An exceptionally rapid president Torra has --surely unintentionally, but who knows if he was very poorly advised as on other occasions-- opened a crisis of uncertain outcome in the Catalan interior ministry after reprimanding the Mossos d'Esquadra police and demanding that the minister responsible for them, Miquel Buch, come up with a solution. The order which the Catalan president gave to his cabinet minister has a time limit of Tuesday and follows the violent images seen of the Mossos' policing actions in Girona and Terrassa on Spain's Day of the Constitution, last Thursday. Torra has made a gesture of authority which obviously cannot be ignored. Anyone who thinks this can be resolved without resignations is either very naïve on these matters or knows very little about political dynamics: a president may either respond or not in a conflict, but if he does so, and is then undermined by the facts, the result is always much worse than having made no comment.
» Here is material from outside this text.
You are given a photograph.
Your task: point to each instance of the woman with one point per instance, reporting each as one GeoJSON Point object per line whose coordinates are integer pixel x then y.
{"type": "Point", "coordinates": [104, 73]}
The truth is that the crossfire between the team accompanying the president on his two-day trip to Slovenia and the staff of the interior ministry was impossible to subdue all day on Friday. From the ministry there were annoyed responses to Torra's move, given that in addition, they were having their own problems with the Mossos and the unions, who feel that their actions on Thursday have been brought into question. Some of the images of the police actions are totally unacceptable and disproportionate for a democratic police force, due to their extreme and unwarranted violence. Without making any judgement on the operation that had been mounted, violence has been too common for several months and this needs to be a matter of ongoing concern. It is also quite shocking, though politically explainable, that the three main unionist parties, the PSC, Cs and the PP, have come out in defence of the Mossos and have focused their criticisms on Buch. The minister was also criticised and his resignation called for by the CUP.
From various sectors of the independence movement, it is often claimed that the imposition of direct rule via article 155 for several months by the Spanish government has left an obvious consequence in the Catalan Mossos police, and that the absence of former chief Trapero in decision-making has left the police corps in a limbo in which the political and police leaderships barely maintain a mutual forced tolerance. Which, at root, is something very different from complicity. And particularly critical eyes are placed on, in particular, the officers of the Mobile Brigade, known as the Brimo, and those of the ARRO (Regional Operational Resources Areas), two units that possess anti-riot material and functions.
The deadline that Torra has set runs out in a few days time. It would be logical that in this collision the minister would end up discarding some member of his team if he wants to provide the Catalan president with a dignified way out.